Body Health, Humor

CAREFUL: HOT OBJECT

Over the last week, I’ve made the same (probably unfunny by this point, but if there’s one thing I admire about myself, it’s my ability to commit) joke. “I’m too hot not to go to that!” “It’s hard being the hottest person at work.” (It is, by the way). “I’m hot and funny.” (this was to a Hinge match who has since not messaged me back, so maybe not ideal).

This is a common caricature I cloak myself in, the overconfident and underwhelming deluded. I do it because I think it’s funny, but I also do it as a way of jumping the shark.

If I’m making a joke or having a laugh about being hot, then if you don’t think I’m hot – well, I already made fun of myself. And at the same time, it operates as a tacit desire for approval: if you didn’t think I was hot, then you would say something or make a face or vomit. It’s also socially unacceptable to actively believe and proclaim that you’re good-looking. You get painted as vain, self-centered or out of touch.

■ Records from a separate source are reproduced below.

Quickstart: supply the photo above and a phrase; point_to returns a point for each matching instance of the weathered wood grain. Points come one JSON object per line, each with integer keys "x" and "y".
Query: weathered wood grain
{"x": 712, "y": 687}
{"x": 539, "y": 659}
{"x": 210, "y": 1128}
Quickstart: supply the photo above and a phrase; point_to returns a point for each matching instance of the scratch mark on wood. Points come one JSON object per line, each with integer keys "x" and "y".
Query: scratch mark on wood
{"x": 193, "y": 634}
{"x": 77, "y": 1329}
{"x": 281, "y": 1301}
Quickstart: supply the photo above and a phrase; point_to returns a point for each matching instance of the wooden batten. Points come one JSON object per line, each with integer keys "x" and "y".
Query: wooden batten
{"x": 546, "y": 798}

But something has been happening: for some reason, making the joke this past week, instead of betraying my lack of confidence or my paranoia, has actually, weirdly, made me feel hotter. It’s having the opposite effect it usually does. Usually, when I say something like that, it like twists inside me, making me feel slightly more insecure as I gauge the reaction on the other person’s face.

It has a lot to do with context.

In the past week, I’ve been thinking a lot about high school, and the person I was in high school. In high school, I was a skinny, gawky kid with bad skin and no eyebrows. I dressed like a Day-Glo clown hooker, and I thought I looked amazing.

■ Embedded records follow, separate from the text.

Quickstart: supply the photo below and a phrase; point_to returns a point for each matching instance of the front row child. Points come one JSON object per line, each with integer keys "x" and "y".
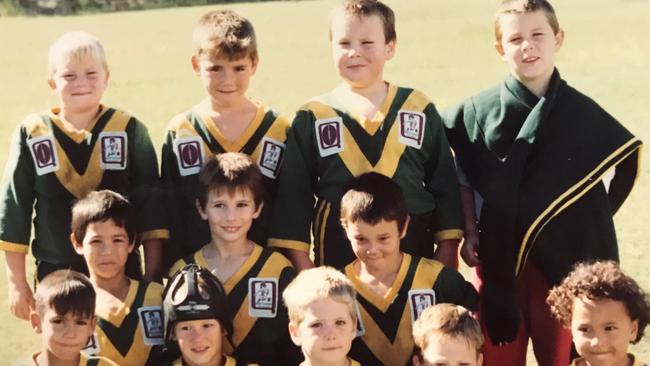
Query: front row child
{"x": 393, "y": 287}
{"x": 605, "y": 309}
{"x": 103, "y": 232}
{"x": 65, "y": 318}
{"x": 230, "y": 196}
{"x": 196, "y": 319}
{"x": 322, "y": 319}
{"x": 448, "y": 335}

I’ve got a five-year reunion coming up in a few weeks, and I really seesawed between wanting to go and wanting to skip it. But one of the primary motivators for me wanting to go is, simply, that I look way better now than I did then. My skin’s in a Good Place™ and I like what my hair’s been doing. I’ve been exercising in new and different ways, and I’ve finally managed to find a style that doesn’t make me look like Raggedy Andy’s loose cousin. I’ve been looking better, and suddenly calling myself “hot” doesn’t ring in my ears like a joke.

If vanity seems like a thin reason to see old high school classmates, then I’m really doing a bad job of explaining how good-looking I am now. It’s imperative I get myself to the people.

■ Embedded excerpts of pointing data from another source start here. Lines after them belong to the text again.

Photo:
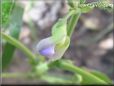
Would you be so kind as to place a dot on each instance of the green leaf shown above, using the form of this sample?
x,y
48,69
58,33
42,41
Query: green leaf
x,y
82,1
20,46
86,9
7,7
41,69
87,78
101,76
14,29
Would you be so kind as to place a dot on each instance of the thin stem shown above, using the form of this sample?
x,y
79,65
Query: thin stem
x,y
14,75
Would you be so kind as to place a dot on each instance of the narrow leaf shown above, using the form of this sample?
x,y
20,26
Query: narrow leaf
x,y
14,29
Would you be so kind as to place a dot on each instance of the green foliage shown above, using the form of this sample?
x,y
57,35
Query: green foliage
x,y
14,29
7,7
60,39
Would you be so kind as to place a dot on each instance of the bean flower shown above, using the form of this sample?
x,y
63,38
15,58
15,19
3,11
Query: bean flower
x,y
54,46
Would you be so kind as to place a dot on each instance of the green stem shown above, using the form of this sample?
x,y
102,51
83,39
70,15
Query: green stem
x,y
72,23
90,79
17,44
14,75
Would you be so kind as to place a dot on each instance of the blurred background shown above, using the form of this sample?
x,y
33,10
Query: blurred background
x,y
91,43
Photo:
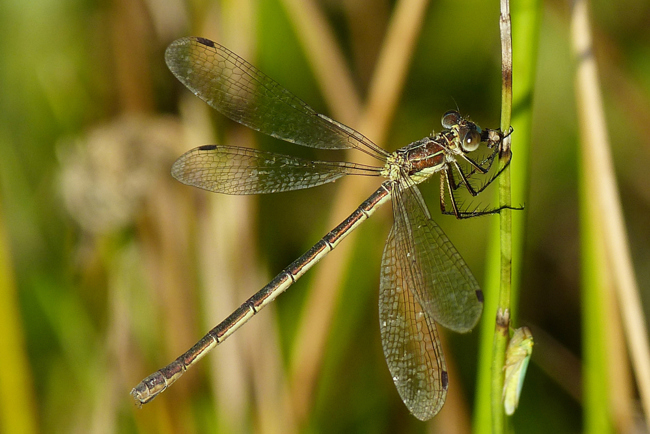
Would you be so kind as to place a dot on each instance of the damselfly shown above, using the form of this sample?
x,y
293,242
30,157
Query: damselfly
x,y
424,280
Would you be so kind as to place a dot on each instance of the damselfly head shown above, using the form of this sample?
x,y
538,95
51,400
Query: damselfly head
x,y
469,134
451,119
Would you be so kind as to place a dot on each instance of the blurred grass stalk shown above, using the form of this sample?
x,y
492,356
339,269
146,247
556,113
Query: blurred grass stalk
x,y
526,17
17,410
606,259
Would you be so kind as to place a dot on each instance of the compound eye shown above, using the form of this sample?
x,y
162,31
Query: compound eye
x,y
451,118
471,140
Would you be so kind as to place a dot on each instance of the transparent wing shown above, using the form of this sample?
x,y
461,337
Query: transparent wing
x,y
409,337
232,170
438,276
246,95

I’ve also found a good psychiatrist, and she’s forcing me to confront how my jokes are thin (thin, honey I’ll show you thin!) attempts at masking my own cracked insecurities. I’m also realizing how bad making those jokes about myself, like calling myself a Day-Glo clown hooker or Raggedy Andy in this post, could (and do) end up making me feel worse instead of better.

I’ve realized (something probably everyone else has realized) that me making jokes do nothing for protecting my vulnerabilities. And instead of jumping the shark, I’m flinging myself to the wolves.

Confidence is, honestly, the most attractive quality someone can have. Everyone I’ve been involved with has had this raw confident energy and that (mixed with the large inheritances) was a huge pull for me. My making these jokes might feel good in the short-term, but they seriously chip away at my confidence when I’m reinforcing to myself that I’m not good-looking.

I always make the joke that if I were confident, then I would be a true monster. But honey, this must be where the Wild Things are, because I wanna be a monster!

Of course, this post has sat on my dashboard for a week, so when I started this I felt amazing, and now I feel not-so-confident. But I’m gonna put it up anyway, despite the messiness of this writing and despite me feeling like I could crack a mirror.

I’m going to be better about accepting compliments, and making active attempts to dole out compliments of my own.

And let it be known, that one time a hot, drunk straight™ told me that it “wasn’t my looks that were keeping me single.” Hurtful, but maybe I’m too hot to care!